Rank-based loss for learning hierarchical representations

TL;DR

The paper addresses learning embeddings that encode hierarchical label structure in audio, especially under incomplete labeling. It introduces a rank-based loss that uses hierarchical rank ordering to set target distances between embeddings, and it generalizes to arbitrarily deep taxonomies while tolerating missing fine-level labels; it is compared against a hierarchical quadruplet loss across three audio datasets. The core contribution is the L formulation and its data-driven target distances, along with an experimental analysis showing robust hierarchical representation learning and some advantages over quadruplet loss, particularly with weaker initial representations. This approach has practical impact for tasks requiring structured, multi-level predictions and robust handling of incomplete annotations in audio domains.

Abstract

Hierarchical taxonomies are common in many contexts, and they are a very natural structure humans use to organise information. In machine learning, the family of methods that use the 'extra' information is called hierarchical classification. However, applied to audio classification, this remains relatively unexplored.
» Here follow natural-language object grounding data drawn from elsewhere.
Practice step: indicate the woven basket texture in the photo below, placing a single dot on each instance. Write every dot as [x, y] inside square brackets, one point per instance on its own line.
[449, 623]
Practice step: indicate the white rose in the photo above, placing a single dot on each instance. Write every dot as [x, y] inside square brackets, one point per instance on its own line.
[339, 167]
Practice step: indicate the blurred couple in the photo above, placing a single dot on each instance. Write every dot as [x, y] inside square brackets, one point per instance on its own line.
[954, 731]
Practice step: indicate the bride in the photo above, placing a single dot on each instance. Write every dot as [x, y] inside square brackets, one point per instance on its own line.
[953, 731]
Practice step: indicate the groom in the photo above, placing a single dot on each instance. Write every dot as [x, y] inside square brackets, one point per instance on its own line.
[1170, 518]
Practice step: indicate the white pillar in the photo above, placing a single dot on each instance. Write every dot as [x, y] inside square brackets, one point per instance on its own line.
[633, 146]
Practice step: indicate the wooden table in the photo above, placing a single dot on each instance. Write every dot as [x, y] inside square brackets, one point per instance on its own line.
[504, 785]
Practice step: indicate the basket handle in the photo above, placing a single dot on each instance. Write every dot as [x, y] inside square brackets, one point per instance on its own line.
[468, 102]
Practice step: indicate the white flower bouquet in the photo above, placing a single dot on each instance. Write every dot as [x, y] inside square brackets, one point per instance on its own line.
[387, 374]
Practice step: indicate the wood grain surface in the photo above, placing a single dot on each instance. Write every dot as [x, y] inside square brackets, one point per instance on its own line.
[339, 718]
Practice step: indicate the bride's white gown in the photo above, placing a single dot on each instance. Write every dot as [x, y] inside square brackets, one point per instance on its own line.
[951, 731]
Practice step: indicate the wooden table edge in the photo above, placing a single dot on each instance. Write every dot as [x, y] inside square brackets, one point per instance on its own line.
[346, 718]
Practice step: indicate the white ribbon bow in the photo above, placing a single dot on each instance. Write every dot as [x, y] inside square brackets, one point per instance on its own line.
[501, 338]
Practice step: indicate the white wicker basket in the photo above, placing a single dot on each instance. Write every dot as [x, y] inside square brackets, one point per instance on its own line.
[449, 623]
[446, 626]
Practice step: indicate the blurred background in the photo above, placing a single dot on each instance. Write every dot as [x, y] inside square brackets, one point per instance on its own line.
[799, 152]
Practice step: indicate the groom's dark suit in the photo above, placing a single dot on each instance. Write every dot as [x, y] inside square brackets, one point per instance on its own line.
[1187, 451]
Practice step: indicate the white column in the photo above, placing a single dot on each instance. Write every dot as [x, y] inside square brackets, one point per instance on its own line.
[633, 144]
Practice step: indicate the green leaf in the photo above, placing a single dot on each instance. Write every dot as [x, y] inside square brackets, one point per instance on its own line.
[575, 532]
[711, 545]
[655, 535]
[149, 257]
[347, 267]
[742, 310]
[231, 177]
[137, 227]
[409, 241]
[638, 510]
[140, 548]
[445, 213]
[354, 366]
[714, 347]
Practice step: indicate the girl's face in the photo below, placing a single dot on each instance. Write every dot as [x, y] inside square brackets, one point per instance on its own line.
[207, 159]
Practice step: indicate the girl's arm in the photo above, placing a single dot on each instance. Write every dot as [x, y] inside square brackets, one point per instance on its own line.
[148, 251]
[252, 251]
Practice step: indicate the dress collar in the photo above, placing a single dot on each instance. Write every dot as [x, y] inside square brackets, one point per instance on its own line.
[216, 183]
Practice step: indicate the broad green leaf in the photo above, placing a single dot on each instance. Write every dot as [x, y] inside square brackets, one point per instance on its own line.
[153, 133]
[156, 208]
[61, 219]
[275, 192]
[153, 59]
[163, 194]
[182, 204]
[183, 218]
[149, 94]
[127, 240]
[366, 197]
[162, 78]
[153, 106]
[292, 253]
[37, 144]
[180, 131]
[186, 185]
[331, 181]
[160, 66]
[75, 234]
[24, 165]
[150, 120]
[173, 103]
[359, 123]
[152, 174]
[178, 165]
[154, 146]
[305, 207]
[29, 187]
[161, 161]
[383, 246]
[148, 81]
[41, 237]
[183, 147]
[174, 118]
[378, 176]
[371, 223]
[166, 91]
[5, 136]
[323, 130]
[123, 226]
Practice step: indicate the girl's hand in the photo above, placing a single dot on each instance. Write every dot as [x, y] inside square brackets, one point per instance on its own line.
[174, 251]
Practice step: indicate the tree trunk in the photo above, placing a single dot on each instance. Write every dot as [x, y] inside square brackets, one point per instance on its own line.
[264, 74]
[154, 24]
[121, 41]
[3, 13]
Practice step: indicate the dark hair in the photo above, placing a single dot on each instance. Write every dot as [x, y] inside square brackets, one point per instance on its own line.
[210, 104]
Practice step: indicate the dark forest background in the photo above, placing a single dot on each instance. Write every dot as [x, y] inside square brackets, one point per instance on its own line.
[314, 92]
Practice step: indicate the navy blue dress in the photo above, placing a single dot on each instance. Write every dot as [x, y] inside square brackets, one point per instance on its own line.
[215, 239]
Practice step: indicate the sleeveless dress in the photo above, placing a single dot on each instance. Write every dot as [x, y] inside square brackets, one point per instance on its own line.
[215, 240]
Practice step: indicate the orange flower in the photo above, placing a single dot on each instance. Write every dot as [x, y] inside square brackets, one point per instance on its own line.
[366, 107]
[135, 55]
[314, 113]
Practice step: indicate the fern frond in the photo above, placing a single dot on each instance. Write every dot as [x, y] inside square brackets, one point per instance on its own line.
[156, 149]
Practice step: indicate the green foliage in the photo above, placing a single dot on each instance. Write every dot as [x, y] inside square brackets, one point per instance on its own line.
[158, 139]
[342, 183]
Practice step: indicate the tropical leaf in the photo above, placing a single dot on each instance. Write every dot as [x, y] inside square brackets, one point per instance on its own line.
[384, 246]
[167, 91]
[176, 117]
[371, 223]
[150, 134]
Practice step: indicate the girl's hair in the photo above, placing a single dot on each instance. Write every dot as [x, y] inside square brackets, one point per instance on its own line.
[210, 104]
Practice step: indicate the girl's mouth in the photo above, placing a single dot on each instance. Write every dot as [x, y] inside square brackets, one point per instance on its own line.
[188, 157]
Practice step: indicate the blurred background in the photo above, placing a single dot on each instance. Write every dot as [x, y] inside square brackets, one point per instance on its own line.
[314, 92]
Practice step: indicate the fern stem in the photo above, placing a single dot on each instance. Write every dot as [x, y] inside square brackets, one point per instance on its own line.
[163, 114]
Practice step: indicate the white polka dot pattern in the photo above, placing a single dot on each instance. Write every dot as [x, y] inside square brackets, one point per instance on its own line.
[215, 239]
Here we focus on how to integrate the hierarchical information of a problem to learn embeddings representative of the hierarchical relationships. Previously, triplet loss has been proposed to address this problem, however it presents some issues like requiring the careful construction of the triplets, and being limited in the extent of hierarchical information it uses at each iteration. In this work we propose a rank based loss function that uses hierarchical information and translates this into a rank ordering of target distances between the examples. We show that rank based loss is suitable to learn hierarchical representations of the data. By testing on unseen fine level classes we show that this method is also capable of learning hierarchically correct representations of the new classes. Rank based loss has two promising aspects, it is generalisable to hierarchies with any number of levels, and is capable of dealing with data with incomplete hierarchical labels.